Scholze pointed out in a comment on MathOverflow about this that there were obvious flaws in Joshi’s proof.

On the other hand, Mochizuki also published a text denying Joshi’s paper on his website. Coincidentally, both Scholze and Mochizuki, who are at loggerheads in the IUT, have denied Joshi’s paper.

Scholze’s points on MathOverflow are rational as usual, but Mochizuki’s sentences continue to use boldface and italics in an abusive style. ‘Joshi’s paper is like ChatGPT’s halcynation’ or something like that.

Mochizuki mentions that the number of a key theorem in Joshi’s paper happens to be “Theorem 9.11.xx”, and writes an insensitive joke about whether it is a coincidence that it is “9.11″, or some kind of rhetoric or humour.
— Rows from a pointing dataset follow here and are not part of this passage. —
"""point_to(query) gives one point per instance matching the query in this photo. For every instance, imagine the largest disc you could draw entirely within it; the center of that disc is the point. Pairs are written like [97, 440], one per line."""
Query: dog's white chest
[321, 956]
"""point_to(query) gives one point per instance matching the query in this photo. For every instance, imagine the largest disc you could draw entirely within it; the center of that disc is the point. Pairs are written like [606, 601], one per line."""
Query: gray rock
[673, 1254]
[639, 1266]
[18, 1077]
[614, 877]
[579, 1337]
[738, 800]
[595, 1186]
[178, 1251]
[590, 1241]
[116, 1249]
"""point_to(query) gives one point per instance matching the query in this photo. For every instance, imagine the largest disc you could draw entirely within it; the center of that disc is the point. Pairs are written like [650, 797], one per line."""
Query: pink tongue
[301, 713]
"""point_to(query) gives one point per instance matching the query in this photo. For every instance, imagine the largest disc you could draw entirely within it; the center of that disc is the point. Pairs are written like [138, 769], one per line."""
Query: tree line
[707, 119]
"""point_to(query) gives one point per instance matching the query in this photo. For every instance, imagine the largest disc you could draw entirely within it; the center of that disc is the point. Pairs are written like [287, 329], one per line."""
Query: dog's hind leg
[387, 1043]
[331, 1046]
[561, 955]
[where we note that it is not clear whether or not the number “9.11…” was assigned by the author to these key results in [CnstIII] was purely coincidental or a consequence of some sort of sense of rhetoric or humour that lies beyond my understanding].

REPORT ON THE RECENT SERIES OF PREPRINTS BY K. JOSHI, Shinichi Mochizuki, March 2024

If you are a Japanese, you can see the opposite case. Suppose you receive a rebuttal to a paper you wrote and it says: “… By the way, your theorem number here is 8.6, which is the same as the date of the atomic bombing. Does this have an special meaning?” How would you feel if a joke like that was written there?

Well, it would be enough to say that this is the kind of person Mochizuki is, but his childish attitude of mixing this kind of thing into scientific discussion has dampened the will to seriously evaluate his work, and is one of the reasons why the IUT is being abandoned.

If they want to save the IUT (and I don’t think they can save it now), they’d better realise that they’ve had enough. There really is too much dishonesty on various levels on the part of Mochizuki and his crony group. They turn a blind eye to it and say, “IUT is amazing! Japan is amazing! They say it’s too esoteric for people overseas to understand how great it is!” or “We should discuss it more instead of ignoring it”, the sane people have already seen through it and are fed up with it.